The 2018 university entrance exam in Japan has sparked confusion and controversy among high school students and the general public over a question involving the Moomins book and comic series that is popular in Japan.
The rumpus arose over a question in the geography section of the annual National Center Test for University Admissions, taken Jan. 13 and 14, when students were tested on their knowledge of the similarities and differences in the languages and cultures of Sweden, Norway, and Finland.
The multiple-choice question gave an example of a Sweden-based animated show and the phrase "How much does that cost?" in Swedish, and then showed an image of the hippopotamus-like characters from a 1965 Moomins animation and another of the children's show Vicky the Viking beside the same phrase in Finnish and Norwegian.
Students were required to answer whether "Moominvalley" was set in Norway or Finland. The test center deemed Finland to be the correct answer.
However, while Tove Jansson, the author of the series featuring protagonist Moomintroll and his eccentric family and their friends, was of Finnish descent, the real-world location of Moominvalley is not explicitly named in the series.
Some students taking the test on Jan. 13 and 14 expressed bewilderment and frustration online, saying things like "I bombed the test because of this question," under the related hashtag #ムーミン許すな that briefly became a top Twitter trend in Japan.
The exam, which aims to test the scholarly aptitude of high schoolers who have completed their basic education, is notoriously intensive and can be a crucial factor in whether one is accepted into university.
The test center responded to the backlash by saying, "The question did not directly require knowledge about the Moomin characters. We believe it aptly tested one's ability to think as necessary for the geography section and therefore posed no hindrance to the test-takers."
Some online also argued that, since Vikings came from what are now Norway, Sweden, and Denmark, the answer for the Moomins setting would be Finland by process of elimination. Others, however, pointed out that even Vicky the Viking is not officially set in Norway.
The official Moomin Japanese website released a statement on Jan. 16 that included a quote from Jansson reading, "You become a resident of Moominvalley the moment you wish to live there."
"Moominvalley does not exist in this world but rather in a fantasy world apart from reality," the statement said.

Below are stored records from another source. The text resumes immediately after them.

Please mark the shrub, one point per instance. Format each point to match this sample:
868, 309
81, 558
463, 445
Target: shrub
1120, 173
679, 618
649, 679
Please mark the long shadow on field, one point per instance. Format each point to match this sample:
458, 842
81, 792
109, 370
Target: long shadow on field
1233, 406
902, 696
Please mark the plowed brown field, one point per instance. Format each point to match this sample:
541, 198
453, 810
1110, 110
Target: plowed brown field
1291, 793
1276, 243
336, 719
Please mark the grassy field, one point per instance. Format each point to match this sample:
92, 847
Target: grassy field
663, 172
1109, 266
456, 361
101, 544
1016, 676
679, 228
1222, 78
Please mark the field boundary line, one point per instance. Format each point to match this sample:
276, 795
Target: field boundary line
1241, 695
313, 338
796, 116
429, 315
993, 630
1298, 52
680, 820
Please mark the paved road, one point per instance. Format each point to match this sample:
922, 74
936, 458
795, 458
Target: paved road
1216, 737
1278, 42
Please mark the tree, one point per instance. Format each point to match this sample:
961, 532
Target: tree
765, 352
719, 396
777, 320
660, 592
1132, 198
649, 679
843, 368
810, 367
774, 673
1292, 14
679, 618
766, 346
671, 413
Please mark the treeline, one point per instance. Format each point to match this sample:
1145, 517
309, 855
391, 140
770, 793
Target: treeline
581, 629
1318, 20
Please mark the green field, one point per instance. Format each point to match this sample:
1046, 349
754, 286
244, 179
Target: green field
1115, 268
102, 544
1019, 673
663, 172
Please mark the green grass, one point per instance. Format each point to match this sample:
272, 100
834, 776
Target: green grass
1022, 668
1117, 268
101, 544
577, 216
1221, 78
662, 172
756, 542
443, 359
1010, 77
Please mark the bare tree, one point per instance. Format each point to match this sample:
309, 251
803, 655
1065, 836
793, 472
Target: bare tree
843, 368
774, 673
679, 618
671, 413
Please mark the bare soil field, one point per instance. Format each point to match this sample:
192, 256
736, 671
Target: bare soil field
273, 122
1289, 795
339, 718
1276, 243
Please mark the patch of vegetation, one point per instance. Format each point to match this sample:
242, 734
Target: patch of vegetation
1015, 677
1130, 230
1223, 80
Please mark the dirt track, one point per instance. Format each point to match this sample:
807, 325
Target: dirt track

The series has been popular in Japan since it aired as a TV show in the 1960s. Today, the Moomin characters and their colorful world can be spotted around the country on clothing, cups, and toys, and a Moomin theme park is set to open near Tokyo in coming years.
Markus Kokko, press and culture officer at the Embassy of Finland in Tokyo, responded to the issue positively, saying, "We are happy that Finland and Moomin were taken up and could get visibility in Japan through this exam. We feel that it is positive for Finland, and positive for Moomin."